Question 16. Safety stock is calculated as z x sigma x sqrt(lead_time). If a more accurate forecasting model reduces sigma (forecast error standard deviation) from 40 to 25, by what percentage does safety stock decrease?

  • (a) 15 percent
  • (b) 37.5 percent
  • (c) 56.25 percent
  • (d) 62.5 percent

Question 17. Which of the following is the best description of the difference between correlation and causation in the context of regression analysis?

  • (a) Regression coefficients measure correlation; experiments measure causation. A positive regression coefficient between email frequency and customer lifetime value does not prove that more emails cause higher value.
  • (b) Regression coefficients always measure causation if the model's R² is above 0.80.
  • (c) Correlation and causation are the same thing when the p-value is below 0.01.
  • (d) Causation can only be established using neural networks, not regression.

True or False

Question 18. True or False: Adding more features to a linear regression model will always increase the R² on the training data, even if the features are random noise.

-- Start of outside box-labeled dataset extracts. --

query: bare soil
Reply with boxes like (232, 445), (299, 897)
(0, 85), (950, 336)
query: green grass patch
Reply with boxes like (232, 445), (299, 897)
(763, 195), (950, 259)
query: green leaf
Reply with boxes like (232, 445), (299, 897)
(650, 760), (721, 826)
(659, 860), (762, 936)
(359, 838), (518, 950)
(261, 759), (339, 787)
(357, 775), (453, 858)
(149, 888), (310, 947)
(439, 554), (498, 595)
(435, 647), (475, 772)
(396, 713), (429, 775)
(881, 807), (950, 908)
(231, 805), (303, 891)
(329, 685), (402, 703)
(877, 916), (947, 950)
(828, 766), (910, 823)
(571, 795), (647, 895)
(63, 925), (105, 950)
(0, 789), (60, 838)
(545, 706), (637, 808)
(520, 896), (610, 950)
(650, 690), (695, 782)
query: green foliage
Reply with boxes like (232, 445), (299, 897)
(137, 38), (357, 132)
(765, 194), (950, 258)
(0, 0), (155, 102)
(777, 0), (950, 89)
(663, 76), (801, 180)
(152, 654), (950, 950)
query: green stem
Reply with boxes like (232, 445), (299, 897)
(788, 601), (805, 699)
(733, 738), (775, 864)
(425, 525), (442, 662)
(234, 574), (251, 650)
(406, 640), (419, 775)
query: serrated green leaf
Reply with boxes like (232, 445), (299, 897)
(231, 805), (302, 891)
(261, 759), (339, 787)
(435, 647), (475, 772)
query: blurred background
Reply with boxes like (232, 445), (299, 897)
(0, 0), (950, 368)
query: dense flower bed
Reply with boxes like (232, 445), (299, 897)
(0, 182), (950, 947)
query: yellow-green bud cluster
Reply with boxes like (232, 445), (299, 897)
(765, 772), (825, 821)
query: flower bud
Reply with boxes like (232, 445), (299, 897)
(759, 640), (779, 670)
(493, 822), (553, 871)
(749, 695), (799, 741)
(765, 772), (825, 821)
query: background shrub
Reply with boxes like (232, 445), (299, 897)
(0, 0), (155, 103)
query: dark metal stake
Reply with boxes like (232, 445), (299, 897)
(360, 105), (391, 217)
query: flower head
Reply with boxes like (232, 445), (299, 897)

Question 19. True or False: XGBoost (gradient boosting) is typically the best algorithm for interpretability in regulated industries where model decisions must be explained.


Question 20. True or False: In time series regression, randomly splitting data into training and test sets (rather than using a temporal split) can lead to unrealistically optimistic performance estimates due to data leakage.


Short Answer

Question 21. Explain why Walmart's demand forecasting uses asymmetric loss functions for perishable food items. What would go wrong if they used symmetric RMSE instead?


Question 22. Tom's initial polynomial regression model (degree 15) had a training R² of 0.97 and a test R² of 0.41. After applying Ridge regularization, the training R² dropped to 0.79 but the test R² improved to 0.76. Explain, in language a business executive would understand, why a lower training score can indicate a better model.


Question 23. Athena's demand model uses lag features (yesterday's sales, last week's same-day sales) as predictors. Explain the potential problem if the model is used to generate forecasts more than one day into the future. How would you address this challenge?


Question 24. A marketing team interprets a regression coefficient of 2.3 for "email_frequency" (emails per week) predicting customer lifetime value as evidence that sending more emails will increase CLV. Identify the flaw in this reasoning and suggest how the company could establish whether the relationship is causal.


Question 25. Compare the DemandForecaster class from this chapter with the ChurnClassifier from Chapter 7. Identify two key differences in how the models are evaluated, and explain why these differences exist.


Answer key is available in Appendix B. For Question 25, reference both Chapter 7 and Chapter 8 code implementations.